Hepatology. 2008 Oct;48(4):1273-81. doi: 10.1002/hep.22461.
The process of capacitative or store-operated Ca(2+) entry has been extensively investigated, and recently two major molecular players in this process have been described. Stromal interacting molecule (STIM) 1 acts as a sensor for the level of Ca(2+) stored in the endoplasmic reticulum, and Orai proteins constitute pore-forming subunits of the store-operated channels. Store-operated Ca(2+) entry is readily demonstrated with protocols that provide extensive Ca(2+) store depletion; however, the role of store-operated entry with modest and more physiological cell stimuli is less certain. Recent studies have addressed this question in cell lines; however, the role of store-operated entry during physiological activation of primary cells has not been extensively investigated, and there is little or no information on the roles of STIM and Orai proteins in primary cells. Also, the nature of the Ca(2+) influx mechanism with hormone activation of hepatocytes is controversial. Hepatocytes respond to physiological levels of glycogenolytic hormones with well-characterized intracellular Ca(2+) oscillations. In the current study, we have used both pharmacological tools and RNA interference (RNAi)-based techniques to investigate the role of store-operated channels in the maintenance of hormone-induced Ca(2+) oscillations in rat hepatocytes. Pharmacological inhibitors of store-operated channels blocked thapsigargin-induced Ca(2+) entry but only partially reduced the frequency of Ca(2+) oscillations.
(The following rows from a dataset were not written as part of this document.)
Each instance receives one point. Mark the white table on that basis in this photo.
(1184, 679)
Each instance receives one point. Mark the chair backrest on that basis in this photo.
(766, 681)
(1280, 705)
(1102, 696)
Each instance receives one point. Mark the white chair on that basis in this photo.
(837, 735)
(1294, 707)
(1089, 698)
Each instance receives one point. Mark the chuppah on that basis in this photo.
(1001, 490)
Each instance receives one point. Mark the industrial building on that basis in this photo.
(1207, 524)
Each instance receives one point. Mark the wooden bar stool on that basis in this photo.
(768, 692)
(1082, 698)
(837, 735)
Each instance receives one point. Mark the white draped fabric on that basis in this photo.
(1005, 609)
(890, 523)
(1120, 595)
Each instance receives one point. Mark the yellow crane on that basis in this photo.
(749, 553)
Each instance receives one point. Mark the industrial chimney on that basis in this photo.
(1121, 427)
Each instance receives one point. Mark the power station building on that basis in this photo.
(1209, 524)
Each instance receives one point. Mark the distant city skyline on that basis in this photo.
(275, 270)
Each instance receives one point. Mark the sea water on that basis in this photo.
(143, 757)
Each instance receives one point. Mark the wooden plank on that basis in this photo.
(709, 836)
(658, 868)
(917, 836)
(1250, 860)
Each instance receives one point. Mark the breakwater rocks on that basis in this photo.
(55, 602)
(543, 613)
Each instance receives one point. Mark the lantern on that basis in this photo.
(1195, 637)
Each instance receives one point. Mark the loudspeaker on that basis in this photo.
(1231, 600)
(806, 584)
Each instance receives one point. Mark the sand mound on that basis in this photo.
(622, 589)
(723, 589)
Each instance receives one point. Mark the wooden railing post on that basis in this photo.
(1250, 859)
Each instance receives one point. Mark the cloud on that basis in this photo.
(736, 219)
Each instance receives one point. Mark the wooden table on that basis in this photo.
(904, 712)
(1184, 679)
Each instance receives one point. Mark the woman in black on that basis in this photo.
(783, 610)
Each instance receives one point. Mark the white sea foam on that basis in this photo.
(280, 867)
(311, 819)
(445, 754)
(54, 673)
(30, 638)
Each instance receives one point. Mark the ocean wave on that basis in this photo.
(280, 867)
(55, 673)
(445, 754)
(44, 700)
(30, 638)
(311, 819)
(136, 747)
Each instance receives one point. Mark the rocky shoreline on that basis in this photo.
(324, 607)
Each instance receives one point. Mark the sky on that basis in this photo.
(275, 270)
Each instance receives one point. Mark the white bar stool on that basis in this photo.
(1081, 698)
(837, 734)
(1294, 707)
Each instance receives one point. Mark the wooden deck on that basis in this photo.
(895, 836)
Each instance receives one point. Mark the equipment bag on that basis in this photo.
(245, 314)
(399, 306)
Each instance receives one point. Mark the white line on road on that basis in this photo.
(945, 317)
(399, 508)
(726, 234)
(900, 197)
Similarly, RNAi knockdown of STIM1 or Orai1 substantially reduced thapsigargin-induced calcium entry, and more modestly diminished the frequency of vasopressin-induced oscillations.
Our findings establish that store-operated Ca(2+) entry plays a role in the maintenance of agonist-induced oscillations in primary rat hepatocytes but indicate that other agonist-induced entry mechanisms must be involved to a significant extent.
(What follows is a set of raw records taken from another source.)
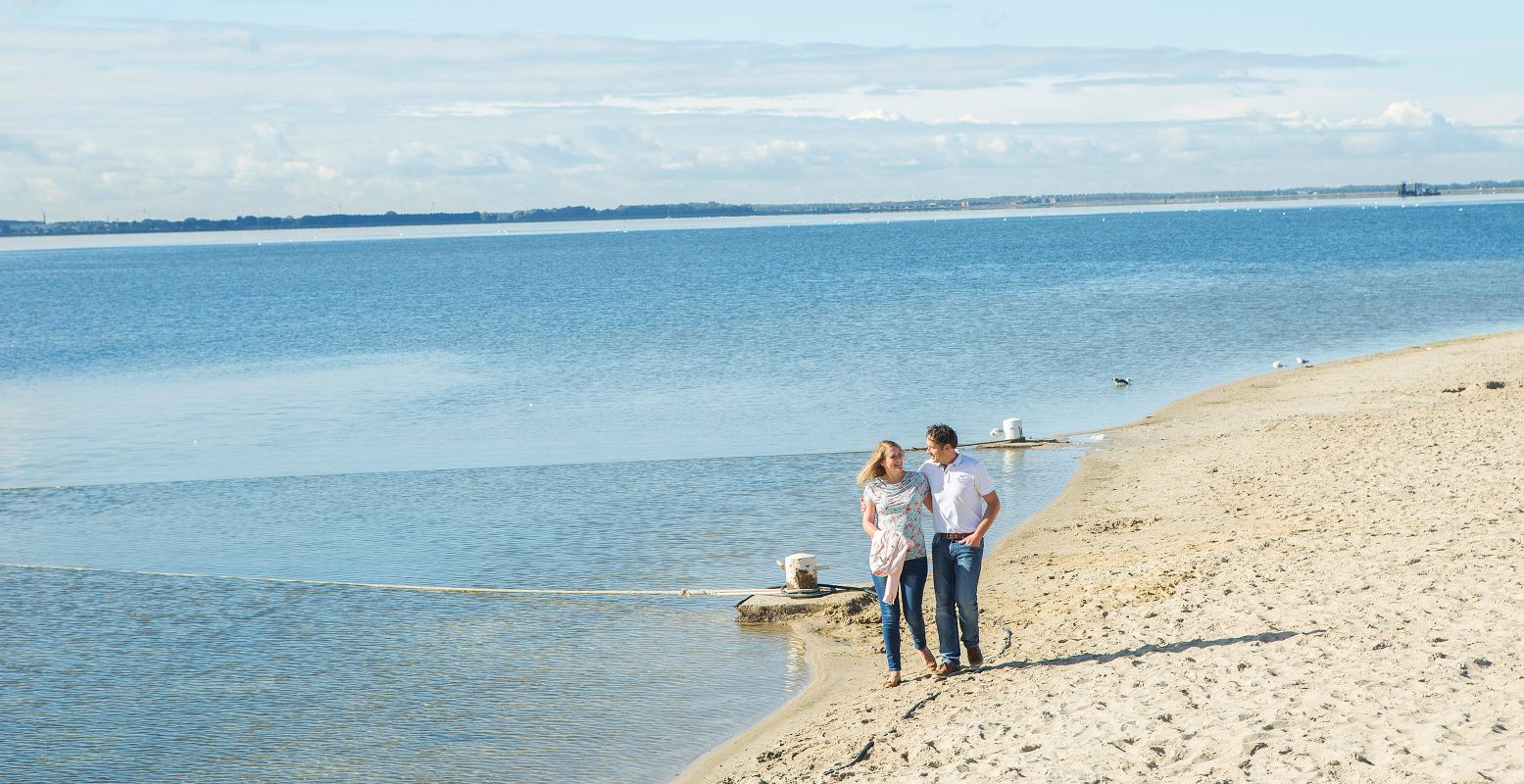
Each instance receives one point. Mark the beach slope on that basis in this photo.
(1309, 575)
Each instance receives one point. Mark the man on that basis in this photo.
(965, 505)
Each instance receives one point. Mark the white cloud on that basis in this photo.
(222, 121)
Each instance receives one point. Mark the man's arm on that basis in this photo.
(991, 510)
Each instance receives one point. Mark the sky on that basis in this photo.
(217, 109)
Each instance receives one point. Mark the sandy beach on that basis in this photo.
(1307, 575)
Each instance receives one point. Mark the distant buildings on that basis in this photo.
(1416, 189)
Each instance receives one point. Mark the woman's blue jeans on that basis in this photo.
(911, 586)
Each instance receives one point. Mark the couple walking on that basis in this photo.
(961, 501)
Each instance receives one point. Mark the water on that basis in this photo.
(648, 409)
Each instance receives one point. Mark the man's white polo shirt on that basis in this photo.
(958, 493)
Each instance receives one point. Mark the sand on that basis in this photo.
(1307, 575)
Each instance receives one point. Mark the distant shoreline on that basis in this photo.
(255, 237)
(713, 210)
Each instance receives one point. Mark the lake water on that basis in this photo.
(623, 411)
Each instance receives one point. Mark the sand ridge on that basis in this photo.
(1309, 575)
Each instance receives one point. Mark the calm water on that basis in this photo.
(648, 409)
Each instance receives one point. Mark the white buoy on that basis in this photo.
(801, 572)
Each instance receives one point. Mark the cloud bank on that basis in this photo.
(220, 121)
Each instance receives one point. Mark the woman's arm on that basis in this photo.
(869, 517)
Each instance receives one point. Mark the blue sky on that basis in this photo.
(219, 109)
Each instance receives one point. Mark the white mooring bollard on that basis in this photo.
(801, 572)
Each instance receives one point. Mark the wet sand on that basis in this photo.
(1307, 575)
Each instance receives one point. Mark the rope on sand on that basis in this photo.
(430, 589)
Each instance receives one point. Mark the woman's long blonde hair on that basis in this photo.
(875, 464)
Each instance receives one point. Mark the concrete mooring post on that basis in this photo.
(801, 572)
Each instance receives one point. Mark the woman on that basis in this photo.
(894, 502)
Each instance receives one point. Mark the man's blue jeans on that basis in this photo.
(955, 572)
(911, 588)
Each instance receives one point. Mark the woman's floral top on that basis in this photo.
(901, 505)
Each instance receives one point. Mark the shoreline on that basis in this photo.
(1203, 546)
(274, 237)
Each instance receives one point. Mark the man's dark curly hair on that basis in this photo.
(944, 435)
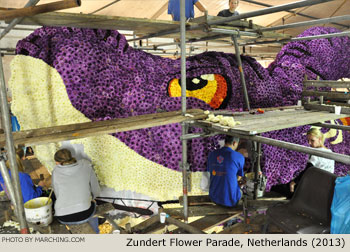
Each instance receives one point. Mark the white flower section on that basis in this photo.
(222, 120)
(40, 100)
钙池调控性或储存-操作性Ca(2+)内流过程已得到广泛研究,最近已描述了该过程中的两个主要分子参与者。基质相互作用分子(STIM)1作为内质网中储存的Ca(2+)水平的传感器,而Orai蛋白构成储存-操作性通道的孔形成亚基。通过能使钙池大量排空的实验方案很容易证明储存-操作性Ca(2+)内流;然而,适度且更具生理性的细胞刺激下储存-操作性内流的作用尚不确定。最近的研究已在细胞系中探讨了这个问题;然而,在原代细胞的生理性激活过程中储存-操作性内流的作用尚未得到广泛研究,并且关于STIM和Orai蛋白在原代细胞中的作用几乎没有信息。此外,肝细胞激素激活时Ca(2+)内流机制的性质存在争议。肝细胞对糖原分解激素的生理水平会产生特征明确的细胞内Ca(2+)振荡反应。在本研究中,我们使用药理学工具和基于RNA干扰(RNAi)的技术来研究储存-操作性通道在维持大鼠肝细胞激素诱导的Ca(2+)振荡中的作用。储存-操作性通道的药理学抑制剂阻断了毒胡萝卜素诱导的Ca(2+)内流,但仅部分降低了Ca(2+)振荡的频率。同样,RNAi敲低STIM1或Orai1可显著降低毒胡萝卜素诱导的钙内流,并更适度地降低血管加压素诱导的振荡频率。
我们的研究结果表明,储存-操作性Ca(2+)内流在维持原代大鼠肝细胞激动剂诱导的振荡中起作用,但表明其他激动剂诱导的内流机制也必须在很大程度上参与其中。